Coffee-dipped ladyfingers layered with rich pistachio cream and finished with fresh lemon zest and pistachios.

Serves: 8Prep: 30 minCook: 4 hr (chilling)

Ingredients

  • 2 cup (480 ml) vegan double cream, chilled
  • 1/4 cup (50g) granulated sugar
  • 1 tsp vanilla extract
  • 1 cup (250g) pistachio cream
  • 1 cup (240 ml) strong brewed coffee, cooled
  • 24-30 ladyfinger biscuits
  • 1 lemon, zested
  • 1/4 cup (30g) crushed pistachios, for topping

Instructions

  1. In a large bowl, whip the chilled vegan double cream with the granulated sugar and vanilla extract until stiff peaks form, about 3-5 minutes.
  2. Gently fold in the pistachio cream into the whipped cream mixture until just combined, maintaining an airy consistency.
  3. Quickly dip each ladyfinger biscuit into the cooled brewed coffee, ensuring it's moistened but not soggy.
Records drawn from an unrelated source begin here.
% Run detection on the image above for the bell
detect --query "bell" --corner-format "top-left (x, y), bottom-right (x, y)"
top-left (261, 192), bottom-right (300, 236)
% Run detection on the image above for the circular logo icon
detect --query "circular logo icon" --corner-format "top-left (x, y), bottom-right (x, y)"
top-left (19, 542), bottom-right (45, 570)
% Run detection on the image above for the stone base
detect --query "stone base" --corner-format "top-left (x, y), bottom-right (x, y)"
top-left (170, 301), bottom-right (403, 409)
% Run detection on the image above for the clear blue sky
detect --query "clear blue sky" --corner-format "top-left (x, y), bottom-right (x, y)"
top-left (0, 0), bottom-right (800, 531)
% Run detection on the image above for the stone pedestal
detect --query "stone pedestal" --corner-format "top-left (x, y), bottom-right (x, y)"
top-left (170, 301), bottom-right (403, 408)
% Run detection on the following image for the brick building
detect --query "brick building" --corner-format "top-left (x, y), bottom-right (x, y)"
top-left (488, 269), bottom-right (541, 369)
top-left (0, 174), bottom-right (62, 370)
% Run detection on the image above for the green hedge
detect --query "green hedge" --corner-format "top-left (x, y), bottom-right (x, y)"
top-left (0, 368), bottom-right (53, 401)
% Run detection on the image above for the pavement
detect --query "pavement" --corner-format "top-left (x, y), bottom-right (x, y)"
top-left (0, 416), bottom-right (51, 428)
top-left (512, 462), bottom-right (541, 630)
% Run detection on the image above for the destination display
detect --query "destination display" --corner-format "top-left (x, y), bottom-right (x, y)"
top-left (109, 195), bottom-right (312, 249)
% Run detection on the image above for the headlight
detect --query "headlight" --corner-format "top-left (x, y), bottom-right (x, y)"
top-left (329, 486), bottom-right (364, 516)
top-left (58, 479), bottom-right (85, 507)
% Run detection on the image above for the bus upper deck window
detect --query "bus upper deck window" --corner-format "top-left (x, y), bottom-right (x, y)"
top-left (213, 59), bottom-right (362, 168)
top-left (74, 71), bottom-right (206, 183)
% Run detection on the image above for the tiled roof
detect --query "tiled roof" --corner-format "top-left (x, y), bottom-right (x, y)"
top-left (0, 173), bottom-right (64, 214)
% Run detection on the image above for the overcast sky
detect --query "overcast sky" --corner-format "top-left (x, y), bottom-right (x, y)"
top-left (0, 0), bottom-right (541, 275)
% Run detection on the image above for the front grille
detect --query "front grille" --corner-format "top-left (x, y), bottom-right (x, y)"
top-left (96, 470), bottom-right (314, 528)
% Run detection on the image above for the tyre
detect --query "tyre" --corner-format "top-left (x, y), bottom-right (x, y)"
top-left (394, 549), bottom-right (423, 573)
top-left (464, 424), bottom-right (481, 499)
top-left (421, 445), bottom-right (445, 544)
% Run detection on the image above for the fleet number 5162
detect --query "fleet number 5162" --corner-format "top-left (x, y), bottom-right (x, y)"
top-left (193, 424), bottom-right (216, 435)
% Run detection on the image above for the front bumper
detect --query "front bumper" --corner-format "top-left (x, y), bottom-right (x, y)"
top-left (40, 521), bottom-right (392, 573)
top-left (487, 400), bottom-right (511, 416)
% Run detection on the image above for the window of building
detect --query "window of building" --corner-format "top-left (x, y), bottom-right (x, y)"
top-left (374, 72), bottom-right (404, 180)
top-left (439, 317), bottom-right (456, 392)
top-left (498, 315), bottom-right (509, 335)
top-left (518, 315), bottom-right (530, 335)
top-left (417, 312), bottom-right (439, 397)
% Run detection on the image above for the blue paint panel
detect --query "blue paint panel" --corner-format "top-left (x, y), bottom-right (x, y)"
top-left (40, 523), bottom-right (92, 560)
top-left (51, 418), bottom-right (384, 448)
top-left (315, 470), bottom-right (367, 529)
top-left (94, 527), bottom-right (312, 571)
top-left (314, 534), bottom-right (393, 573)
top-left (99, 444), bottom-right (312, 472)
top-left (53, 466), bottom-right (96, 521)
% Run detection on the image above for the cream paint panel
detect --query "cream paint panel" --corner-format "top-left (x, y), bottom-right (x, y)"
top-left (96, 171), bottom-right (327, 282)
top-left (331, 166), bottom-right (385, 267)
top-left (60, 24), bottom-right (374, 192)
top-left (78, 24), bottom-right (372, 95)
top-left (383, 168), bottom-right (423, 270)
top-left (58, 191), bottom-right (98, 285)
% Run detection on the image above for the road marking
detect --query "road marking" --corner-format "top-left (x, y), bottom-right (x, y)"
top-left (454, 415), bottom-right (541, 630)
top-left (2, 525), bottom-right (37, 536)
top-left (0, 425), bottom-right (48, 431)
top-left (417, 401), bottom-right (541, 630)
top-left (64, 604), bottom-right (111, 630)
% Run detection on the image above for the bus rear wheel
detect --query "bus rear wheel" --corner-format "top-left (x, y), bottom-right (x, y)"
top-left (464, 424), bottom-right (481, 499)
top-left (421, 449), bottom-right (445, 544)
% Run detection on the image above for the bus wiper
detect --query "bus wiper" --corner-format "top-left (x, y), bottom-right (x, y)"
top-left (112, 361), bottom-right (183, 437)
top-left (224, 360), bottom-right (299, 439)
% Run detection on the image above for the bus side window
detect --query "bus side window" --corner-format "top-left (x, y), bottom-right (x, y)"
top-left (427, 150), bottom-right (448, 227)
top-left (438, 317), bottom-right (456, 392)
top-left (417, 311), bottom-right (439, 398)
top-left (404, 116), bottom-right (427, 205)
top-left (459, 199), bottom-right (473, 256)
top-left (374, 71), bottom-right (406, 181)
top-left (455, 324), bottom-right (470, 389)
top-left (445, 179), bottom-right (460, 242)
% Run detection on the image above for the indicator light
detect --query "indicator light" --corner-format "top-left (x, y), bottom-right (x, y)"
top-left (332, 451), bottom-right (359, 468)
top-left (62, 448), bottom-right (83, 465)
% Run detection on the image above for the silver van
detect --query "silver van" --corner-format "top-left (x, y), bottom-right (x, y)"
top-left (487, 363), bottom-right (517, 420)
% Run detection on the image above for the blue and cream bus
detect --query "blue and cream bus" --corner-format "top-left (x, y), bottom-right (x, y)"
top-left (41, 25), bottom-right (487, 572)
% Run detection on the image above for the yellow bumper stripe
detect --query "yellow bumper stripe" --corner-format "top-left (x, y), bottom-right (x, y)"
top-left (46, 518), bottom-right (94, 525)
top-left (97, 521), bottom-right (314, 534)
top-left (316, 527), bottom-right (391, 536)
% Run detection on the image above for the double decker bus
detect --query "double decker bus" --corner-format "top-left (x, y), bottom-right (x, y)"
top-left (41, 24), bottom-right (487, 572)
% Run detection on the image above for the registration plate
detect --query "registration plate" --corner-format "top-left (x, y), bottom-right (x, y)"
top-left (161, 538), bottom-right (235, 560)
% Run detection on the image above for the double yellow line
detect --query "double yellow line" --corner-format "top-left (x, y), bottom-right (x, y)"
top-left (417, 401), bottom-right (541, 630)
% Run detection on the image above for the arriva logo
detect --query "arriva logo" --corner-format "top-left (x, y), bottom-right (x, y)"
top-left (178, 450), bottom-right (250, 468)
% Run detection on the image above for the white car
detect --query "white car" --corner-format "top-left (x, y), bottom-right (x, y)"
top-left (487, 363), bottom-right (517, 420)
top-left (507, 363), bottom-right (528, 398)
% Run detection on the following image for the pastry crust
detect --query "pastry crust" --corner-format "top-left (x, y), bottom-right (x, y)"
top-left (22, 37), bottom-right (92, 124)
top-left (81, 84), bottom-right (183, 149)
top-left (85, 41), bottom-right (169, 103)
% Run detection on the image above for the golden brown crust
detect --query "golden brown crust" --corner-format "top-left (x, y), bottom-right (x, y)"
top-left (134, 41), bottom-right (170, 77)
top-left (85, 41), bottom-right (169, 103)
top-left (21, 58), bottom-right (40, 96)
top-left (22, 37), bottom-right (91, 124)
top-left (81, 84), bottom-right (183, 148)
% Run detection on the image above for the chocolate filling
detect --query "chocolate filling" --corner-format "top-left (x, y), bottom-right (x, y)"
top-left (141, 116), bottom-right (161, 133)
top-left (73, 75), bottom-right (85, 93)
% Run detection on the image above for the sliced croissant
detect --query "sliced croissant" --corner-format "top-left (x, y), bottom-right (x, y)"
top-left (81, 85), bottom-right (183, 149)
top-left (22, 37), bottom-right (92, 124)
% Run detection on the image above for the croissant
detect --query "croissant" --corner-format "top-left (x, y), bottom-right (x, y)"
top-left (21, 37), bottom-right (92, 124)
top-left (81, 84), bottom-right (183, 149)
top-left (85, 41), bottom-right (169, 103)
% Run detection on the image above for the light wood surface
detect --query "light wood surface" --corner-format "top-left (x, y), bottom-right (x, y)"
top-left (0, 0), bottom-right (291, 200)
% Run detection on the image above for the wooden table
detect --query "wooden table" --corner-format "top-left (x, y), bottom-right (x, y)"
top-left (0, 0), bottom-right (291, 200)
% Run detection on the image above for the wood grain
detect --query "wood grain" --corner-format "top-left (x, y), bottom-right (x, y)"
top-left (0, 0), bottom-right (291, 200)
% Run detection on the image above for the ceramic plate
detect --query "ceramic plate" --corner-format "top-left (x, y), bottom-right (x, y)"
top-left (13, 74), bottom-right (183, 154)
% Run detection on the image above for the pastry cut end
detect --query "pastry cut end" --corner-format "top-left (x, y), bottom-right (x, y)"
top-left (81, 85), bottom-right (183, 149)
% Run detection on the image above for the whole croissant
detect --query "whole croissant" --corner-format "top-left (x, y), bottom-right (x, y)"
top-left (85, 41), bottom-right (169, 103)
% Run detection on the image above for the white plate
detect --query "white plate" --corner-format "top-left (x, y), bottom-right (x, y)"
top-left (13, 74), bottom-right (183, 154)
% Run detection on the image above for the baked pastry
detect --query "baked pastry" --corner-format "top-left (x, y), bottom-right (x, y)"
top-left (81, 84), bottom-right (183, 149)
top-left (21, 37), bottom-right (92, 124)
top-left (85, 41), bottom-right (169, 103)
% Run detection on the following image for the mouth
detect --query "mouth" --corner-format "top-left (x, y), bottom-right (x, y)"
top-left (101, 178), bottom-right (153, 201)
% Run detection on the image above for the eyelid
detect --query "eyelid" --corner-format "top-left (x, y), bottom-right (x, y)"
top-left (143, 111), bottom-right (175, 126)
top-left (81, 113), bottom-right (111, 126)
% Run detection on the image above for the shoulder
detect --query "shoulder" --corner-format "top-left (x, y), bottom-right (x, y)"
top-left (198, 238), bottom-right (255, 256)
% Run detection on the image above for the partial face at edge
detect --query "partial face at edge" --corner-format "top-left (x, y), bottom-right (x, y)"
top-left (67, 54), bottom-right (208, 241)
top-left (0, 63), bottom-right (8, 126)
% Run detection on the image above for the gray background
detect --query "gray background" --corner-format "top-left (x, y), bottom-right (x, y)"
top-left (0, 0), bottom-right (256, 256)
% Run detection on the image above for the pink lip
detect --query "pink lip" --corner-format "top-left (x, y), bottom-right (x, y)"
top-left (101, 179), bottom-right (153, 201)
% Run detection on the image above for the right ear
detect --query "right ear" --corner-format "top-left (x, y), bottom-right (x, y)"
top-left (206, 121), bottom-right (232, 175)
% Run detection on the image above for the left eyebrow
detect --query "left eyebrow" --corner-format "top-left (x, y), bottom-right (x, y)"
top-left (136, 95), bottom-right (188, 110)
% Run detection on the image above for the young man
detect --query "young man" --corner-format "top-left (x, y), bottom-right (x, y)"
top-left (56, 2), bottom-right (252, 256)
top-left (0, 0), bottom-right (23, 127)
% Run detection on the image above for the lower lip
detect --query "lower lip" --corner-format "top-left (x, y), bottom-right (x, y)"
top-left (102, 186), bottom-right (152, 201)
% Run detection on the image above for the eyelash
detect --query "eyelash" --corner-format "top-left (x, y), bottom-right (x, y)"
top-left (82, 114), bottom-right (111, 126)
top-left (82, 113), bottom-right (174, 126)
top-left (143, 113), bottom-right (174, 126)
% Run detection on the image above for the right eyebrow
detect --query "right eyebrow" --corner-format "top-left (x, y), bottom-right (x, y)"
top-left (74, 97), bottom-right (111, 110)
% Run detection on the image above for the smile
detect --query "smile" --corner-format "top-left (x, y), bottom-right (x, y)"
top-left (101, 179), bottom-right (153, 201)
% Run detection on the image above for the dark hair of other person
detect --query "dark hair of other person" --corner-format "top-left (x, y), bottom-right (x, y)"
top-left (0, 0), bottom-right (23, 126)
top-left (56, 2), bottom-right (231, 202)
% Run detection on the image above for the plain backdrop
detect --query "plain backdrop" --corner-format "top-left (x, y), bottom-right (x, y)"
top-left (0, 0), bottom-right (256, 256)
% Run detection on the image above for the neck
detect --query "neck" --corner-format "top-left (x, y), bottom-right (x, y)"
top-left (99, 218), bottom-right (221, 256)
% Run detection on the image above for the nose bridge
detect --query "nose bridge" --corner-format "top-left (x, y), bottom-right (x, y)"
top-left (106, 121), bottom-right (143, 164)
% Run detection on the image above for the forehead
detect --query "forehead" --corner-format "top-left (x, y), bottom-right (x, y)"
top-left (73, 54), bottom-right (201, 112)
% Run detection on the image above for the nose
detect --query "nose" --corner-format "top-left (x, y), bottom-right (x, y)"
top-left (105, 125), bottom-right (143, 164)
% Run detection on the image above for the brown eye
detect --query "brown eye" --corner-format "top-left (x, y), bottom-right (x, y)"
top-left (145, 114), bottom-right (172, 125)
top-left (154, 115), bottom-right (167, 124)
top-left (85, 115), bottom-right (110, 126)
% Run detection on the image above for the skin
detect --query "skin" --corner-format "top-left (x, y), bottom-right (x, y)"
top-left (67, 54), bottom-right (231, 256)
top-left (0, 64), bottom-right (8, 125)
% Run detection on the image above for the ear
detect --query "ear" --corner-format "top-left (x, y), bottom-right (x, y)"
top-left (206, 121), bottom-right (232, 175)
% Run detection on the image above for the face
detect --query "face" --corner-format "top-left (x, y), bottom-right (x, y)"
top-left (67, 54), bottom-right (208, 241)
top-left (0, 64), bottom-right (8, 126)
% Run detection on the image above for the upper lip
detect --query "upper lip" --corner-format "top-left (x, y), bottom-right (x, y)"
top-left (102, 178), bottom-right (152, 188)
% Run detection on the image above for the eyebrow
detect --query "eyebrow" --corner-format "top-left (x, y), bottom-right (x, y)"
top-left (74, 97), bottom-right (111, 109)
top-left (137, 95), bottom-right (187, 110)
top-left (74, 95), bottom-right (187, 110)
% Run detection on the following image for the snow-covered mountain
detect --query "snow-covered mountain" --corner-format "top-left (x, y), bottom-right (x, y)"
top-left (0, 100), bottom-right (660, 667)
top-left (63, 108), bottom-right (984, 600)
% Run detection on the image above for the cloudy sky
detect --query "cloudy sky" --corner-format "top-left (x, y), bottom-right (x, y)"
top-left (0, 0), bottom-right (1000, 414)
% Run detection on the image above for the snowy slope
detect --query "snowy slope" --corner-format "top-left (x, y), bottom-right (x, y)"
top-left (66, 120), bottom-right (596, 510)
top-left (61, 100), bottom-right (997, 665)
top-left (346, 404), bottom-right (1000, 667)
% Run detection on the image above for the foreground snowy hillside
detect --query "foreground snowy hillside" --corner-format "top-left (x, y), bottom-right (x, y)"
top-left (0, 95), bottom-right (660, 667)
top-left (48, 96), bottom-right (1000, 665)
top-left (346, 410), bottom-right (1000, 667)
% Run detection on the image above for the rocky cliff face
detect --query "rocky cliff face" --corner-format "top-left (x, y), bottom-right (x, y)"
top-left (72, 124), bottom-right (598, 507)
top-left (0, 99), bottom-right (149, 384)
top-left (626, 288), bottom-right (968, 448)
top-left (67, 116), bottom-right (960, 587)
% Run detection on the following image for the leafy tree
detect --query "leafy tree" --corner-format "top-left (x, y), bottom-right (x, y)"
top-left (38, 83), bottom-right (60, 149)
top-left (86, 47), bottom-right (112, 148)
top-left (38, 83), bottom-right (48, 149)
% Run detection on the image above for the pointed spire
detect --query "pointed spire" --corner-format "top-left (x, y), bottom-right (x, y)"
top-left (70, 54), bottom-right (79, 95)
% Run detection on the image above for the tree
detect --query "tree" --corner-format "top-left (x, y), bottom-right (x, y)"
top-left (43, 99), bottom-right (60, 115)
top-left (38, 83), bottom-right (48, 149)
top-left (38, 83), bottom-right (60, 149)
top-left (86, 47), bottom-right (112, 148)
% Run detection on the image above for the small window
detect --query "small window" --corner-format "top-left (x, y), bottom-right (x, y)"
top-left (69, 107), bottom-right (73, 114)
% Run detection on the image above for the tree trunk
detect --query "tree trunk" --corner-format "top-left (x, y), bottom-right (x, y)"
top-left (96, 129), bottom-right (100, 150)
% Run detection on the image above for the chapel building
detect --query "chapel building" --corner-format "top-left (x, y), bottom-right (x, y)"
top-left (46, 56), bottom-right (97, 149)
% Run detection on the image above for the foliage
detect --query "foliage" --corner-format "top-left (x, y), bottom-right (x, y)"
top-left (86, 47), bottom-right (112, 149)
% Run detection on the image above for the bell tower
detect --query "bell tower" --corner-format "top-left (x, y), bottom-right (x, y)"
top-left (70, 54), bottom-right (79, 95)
Do not soak.
  4. Arrange a single layer of coffee-dipped ladyfingers at the bottom of a serving dish (approx. 9x13 inch or similar).
  5. Generously spread half of the pistachio cream mixture over the ladyfinger layer, ensuring even coverage.
  6. Repeat with another layer of coffee-dipped ladyfingers and the remaining pistachio cream mixture.
  7. Cover the dish and refrigerate for at least 4 hours, or preferably overnight, to allow the tiramisu to set and flavors to meld.
  8. Before serving, top the tiramisu with fresh lemon zest and crushed pistachios.